Keyword Bucket Optimization

What is Keyword Bucket Optimization?
What do fried chicken, popcorn, and keywords have in common? They are best served in buckets of course! During our Advanced SEO Webinar on content writing, we explained how using keyword buckets greatly increases the effectiveness of your website optimization as well as successfully guide search engine spiders through pages deep within your website. Some refer to this method as content silos or thematic optimization, but as you will soon discover the bucket analogy is very applicable (and more fun!).

So what are these magic buckets?
Think of your homepage as the serving tray these buckets sit on. The meta and written content on your homepage should include your more general keywords and hit upon the major themes about the product or service you provide. This gives users and search engines an overview of what your company is all about.
Next come the buckets. Your homepage should include internal links to other pages on your website discussing more specialized topics. These pages group together content under a central theme, allowing you to target more specific keywords in the written and meta content. We refer to this as a level one page. Then, on this page, there should be several other links pointing to pages that continue to specialize and support the topic on the level one page. And yes, you guessed it, we call these level two pages. Level one and level two pages make up the keyword bucket because they both relate to the same subtopic.

How to Do It
Keyword Bucket Optimization is a key trick of the trade in SEO because search engines love buckets. To them, buckets look like treasure chests of relevant information that their searchers are going to appreciate. The bucket technique also allows you to optimize your internal pages for more specific keywords and long-tailed phrases, greatly helping them rank high for these less competitive keywords. The internal links also guide search engine spiders through your internal pages, ensuring that your whole website is crawled. This is very important because the spider is able to follow your links to deep internal pages which they would normally overlook.

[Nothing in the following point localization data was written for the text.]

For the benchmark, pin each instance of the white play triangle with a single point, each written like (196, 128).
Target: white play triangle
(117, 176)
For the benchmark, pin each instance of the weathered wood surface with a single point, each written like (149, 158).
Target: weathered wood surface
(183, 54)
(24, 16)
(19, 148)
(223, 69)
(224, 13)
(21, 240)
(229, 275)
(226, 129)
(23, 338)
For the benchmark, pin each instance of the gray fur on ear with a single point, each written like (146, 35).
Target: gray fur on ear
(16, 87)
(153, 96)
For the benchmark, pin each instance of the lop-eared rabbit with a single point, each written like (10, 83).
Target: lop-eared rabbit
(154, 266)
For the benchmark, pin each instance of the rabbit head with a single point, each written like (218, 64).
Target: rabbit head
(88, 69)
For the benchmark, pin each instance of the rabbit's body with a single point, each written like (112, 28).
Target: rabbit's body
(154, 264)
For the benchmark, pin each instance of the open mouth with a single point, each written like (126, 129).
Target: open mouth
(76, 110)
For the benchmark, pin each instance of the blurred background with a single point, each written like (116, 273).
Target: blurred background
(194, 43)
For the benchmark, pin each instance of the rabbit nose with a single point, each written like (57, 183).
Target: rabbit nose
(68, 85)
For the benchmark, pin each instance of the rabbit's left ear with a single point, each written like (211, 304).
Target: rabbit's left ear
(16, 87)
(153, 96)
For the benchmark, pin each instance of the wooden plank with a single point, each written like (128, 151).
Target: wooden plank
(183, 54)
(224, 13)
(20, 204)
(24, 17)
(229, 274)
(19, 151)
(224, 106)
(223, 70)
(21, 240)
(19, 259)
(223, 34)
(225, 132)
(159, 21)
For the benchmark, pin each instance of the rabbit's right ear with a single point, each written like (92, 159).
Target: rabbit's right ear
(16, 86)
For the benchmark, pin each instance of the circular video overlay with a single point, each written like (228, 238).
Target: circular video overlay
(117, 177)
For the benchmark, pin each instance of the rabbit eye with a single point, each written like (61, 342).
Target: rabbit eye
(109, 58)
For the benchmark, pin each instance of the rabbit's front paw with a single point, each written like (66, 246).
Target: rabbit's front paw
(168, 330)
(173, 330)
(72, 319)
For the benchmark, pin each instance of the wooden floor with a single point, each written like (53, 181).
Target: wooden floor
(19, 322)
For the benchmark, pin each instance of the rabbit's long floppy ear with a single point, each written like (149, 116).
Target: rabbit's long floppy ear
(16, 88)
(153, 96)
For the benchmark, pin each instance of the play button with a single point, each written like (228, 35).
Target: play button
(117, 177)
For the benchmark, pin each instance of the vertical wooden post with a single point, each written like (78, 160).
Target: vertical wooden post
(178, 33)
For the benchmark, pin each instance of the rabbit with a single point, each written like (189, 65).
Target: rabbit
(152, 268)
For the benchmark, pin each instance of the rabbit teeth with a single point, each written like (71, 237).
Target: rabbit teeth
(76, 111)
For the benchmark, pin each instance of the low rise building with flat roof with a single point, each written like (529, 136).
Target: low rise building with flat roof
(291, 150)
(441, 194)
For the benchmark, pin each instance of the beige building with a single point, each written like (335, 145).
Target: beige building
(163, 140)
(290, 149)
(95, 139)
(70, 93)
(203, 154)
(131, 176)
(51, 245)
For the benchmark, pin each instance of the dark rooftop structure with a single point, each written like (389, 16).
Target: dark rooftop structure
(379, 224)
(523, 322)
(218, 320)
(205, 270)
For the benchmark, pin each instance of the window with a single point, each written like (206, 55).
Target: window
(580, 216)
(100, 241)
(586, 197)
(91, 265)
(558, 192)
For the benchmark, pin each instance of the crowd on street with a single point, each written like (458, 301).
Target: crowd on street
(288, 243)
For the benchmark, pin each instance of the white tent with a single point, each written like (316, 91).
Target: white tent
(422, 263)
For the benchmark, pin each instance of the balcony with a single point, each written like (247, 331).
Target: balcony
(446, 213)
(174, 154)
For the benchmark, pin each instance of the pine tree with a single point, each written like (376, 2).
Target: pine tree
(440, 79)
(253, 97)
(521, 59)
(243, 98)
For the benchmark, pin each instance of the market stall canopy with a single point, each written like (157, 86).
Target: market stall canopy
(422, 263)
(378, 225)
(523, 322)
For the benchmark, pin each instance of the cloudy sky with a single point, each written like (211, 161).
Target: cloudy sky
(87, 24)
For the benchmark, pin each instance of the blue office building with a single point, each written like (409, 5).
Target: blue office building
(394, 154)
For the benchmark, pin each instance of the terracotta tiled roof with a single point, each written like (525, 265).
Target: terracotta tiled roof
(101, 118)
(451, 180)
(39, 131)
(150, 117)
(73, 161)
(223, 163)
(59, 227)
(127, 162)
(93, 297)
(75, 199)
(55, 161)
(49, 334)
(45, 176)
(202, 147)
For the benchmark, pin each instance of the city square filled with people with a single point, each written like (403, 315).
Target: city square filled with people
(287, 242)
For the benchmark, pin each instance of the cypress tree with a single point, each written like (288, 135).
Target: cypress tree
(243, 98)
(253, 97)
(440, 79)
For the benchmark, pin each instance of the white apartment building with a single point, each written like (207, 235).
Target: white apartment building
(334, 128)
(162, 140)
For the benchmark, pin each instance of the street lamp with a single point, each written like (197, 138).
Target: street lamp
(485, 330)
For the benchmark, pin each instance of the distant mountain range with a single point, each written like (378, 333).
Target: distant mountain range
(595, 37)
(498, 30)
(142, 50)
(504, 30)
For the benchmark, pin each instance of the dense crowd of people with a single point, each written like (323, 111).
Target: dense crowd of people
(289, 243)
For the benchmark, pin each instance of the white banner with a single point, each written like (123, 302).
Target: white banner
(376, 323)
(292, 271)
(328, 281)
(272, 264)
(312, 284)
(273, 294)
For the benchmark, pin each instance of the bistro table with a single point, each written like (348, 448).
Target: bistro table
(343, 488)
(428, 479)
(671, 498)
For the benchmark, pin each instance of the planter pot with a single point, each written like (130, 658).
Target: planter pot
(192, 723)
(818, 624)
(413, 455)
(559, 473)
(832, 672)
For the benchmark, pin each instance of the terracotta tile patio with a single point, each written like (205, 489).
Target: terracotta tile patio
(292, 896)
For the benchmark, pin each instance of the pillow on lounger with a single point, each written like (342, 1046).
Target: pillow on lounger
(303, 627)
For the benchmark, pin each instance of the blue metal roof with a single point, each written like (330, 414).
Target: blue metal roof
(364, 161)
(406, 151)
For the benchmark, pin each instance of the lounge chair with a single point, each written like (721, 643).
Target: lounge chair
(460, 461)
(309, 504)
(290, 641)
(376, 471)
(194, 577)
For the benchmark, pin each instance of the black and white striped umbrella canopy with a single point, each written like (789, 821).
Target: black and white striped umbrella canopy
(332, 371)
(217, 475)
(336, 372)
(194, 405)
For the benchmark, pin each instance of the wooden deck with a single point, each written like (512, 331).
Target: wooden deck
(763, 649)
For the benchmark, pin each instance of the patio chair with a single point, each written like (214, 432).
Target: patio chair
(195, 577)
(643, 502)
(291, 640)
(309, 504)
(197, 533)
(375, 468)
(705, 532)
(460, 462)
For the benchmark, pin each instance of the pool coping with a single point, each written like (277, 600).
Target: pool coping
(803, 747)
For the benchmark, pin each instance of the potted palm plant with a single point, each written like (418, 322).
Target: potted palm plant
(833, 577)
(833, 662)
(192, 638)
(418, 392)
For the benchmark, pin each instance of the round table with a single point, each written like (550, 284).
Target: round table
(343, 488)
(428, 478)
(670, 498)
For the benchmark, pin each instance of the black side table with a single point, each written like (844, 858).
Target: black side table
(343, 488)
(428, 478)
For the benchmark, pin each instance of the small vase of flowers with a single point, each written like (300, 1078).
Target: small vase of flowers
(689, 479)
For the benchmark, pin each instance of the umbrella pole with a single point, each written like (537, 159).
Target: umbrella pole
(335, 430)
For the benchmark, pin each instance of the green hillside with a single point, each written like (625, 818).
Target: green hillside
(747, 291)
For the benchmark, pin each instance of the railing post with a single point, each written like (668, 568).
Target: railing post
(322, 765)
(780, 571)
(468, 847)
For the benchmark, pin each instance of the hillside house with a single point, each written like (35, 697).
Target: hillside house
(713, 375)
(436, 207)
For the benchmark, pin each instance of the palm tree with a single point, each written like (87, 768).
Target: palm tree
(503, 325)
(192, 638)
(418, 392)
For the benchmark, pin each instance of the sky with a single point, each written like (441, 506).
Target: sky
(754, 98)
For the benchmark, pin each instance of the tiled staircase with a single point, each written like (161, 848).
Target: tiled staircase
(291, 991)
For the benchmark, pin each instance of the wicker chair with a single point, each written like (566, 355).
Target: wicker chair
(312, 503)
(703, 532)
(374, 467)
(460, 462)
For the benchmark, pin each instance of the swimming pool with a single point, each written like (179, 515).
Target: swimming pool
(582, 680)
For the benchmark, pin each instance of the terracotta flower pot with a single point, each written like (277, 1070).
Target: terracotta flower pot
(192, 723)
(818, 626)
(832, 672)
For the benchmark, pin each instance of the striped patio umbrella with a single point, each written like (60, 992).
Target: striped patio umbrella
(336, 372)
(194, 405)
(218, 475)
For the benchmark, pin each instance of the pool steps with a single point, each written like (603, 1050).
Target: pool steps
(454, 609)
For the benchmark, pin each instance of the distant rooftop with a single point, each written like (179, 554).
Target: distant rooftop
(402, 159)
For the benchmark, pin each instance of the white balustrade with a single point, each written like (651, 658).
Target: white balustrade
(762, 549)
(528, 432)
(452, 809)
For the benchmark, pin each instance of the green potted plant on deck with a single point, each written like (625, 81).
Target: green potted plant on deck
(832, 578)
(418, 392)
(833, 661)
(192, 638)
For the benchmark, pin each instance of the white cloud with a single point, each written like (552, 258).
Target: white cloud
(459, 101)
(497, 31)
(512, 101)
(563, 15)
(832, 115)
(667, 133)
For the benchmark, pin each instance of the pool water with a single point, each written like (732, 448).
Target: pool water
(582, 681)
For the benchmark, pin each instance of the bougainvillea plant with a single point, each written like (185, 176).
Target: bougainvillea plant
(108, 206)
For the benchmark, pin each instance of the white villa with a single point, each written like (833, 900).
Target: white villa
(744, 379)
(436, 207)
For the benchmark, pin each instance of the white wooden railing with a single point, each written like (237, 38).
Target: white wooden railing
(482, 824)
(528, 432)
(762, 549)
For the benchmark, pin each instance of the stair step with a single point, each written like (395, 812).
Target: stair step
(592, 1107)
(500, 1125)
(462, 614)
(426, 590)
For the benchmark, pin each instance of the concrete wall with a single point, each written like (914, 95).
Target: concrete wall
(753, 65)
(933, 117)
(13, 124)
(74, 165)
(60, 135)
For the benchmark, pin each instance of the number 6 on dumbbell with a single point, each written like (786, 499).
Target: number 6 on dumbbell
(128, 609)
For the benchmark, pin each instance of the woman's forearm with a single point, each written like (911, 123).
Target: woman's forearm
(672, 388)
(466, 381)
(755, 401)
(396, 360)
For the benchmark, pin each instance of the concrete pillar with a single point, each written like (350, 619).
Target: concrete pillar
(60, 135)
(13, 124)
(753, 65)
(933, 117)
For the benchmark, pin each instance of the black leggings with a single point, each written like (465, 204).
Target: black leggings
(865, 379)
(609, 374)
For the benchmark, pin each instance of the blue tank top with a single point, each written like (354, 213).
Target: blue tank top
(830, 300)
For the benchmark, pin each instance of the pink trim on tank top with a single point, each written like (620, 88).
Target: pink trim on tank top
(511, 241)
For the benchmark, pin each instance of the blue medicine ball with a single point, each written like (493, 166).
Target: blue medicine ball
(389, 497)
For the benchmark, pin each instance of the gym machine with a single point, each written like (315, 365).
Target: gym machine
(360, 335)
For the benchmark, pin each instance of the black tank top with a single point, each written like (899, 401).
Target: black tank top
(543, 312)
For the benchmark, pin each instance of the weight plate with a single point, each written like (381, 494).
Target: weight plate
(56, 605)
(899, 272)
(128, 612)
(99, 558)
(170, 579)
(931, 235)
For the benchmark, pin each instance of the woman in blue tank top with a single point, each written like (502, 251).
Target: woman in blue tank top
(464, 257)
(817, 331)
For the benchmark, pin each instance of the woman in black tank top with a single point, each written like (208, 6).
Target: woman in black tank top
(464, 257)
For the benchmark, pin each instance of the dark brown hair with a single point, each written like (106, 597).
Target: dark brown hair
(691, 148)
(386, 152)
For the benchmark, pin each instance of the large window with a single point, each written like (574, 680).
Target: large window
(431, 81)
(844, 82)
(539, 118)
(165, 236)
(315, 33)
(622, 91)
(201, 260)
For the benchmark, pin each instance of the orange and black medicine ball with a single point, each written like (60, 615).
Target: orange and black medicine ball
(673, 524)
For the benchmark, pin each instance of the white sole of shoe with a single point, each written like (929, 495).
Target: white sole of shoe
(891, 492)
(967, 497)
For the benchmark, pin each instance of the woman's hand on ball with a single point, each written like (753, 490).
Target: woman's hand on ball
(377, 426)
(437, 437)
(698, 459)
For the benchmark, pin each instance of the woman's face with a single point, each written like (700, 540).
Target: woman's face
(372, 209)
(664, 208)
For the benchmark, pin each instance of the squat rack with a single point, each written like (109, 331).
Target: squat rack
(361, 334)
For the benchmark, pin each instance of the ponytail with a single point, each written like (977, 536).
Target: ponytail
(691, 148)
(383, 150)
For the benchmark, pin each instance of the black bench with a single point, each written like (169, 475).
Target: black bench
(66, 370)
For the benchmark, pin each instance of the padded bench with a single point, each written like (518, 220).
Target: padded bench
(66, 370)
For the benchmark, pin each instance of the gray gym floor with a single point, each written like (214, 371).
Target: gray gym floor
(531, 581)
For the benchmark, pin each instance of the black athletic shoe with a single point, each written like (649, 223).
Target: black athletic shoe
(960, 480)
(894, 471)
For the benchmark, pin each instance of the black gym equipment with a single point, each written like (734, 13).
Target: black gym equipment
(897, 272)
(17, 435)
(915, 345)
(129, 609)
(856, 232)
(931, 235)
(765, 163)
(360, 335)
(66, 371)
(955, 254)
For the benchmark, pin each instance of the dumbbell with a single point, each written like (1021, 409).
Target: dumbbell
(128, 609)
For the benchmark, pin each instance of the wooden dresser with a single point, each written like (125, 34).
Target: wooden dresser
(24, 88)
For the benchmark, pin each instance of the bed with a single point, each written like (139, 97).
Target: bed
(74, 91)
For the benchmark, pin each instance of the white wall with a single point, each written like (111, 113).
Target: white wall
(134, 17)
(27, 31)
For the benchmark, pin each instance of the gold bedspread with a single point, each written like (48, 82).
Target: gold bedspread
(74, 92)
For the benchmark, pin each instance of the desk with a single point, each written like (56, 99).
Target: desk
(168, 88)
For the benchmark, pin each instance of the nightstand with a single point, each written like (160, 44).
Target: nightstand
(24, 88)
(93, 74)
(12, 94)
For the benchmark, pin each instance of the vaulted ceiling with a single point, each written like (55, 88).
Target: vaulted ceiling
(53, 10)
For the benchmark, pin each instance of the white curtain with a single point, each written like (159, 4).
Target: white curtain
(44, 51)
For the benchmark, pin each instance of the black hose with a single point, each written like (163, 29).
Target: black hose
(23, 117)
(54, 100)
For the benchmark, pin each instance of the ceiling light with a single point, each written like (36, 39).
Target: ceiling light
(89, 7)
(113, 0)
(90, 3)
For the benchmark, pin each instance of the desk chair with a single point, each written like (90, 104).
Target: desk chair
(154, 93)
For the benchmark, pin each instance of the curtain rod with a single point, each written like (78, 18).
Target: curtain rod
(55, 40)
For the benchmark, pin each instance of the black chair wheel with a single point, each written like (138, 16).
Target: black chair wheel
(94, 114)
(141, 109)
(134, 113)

In the example shown above, a company specializing in customer relationship management (CRM) is able to target its general keyword, CRM, on each level one page as well as more specialized key phrases (CRM services, CRM products, and CRM solution). Also, the level two pages signal to the search engine a wealth of information on these more specific topics. Now you’re not depending solely on your homepage to gain high Search Engine Result Page (SERP) rankings for the most competitive keywords and phrases but also have internal pages targeted to specific keywords and long-tailed phrases that are less competitive. As a result, these keyword buckets help improve your overall ranking for broad keywords (in this case CRM) as well as more specific targeted keywords (CRM services).
Keyword Buckets: A Win-Win-Win Situation
Everyone benefits from keyword buckets. Search engine crawlers can navigate deep into your website to discover a wealth of interconnected information that their searchers are sure to appreciate. Also, the buckets organize information by specific topics, enabling search engines to index internal pages targeting more specific keywords and long-tailed phrases. In turn, your company benefits as your website improves in search engine rankings, allowing your business to reach customers at the very moment they are looking for your product/service. Lastly, the searcher will profit from the relevance of your website to their more specific search terms and appreciate the useful link navigation that lets them explore your website in a logical way.
So although some people might not prefer fried chicken or popcorn, in the world of Keyword Bucket Optimization, everyone is happy.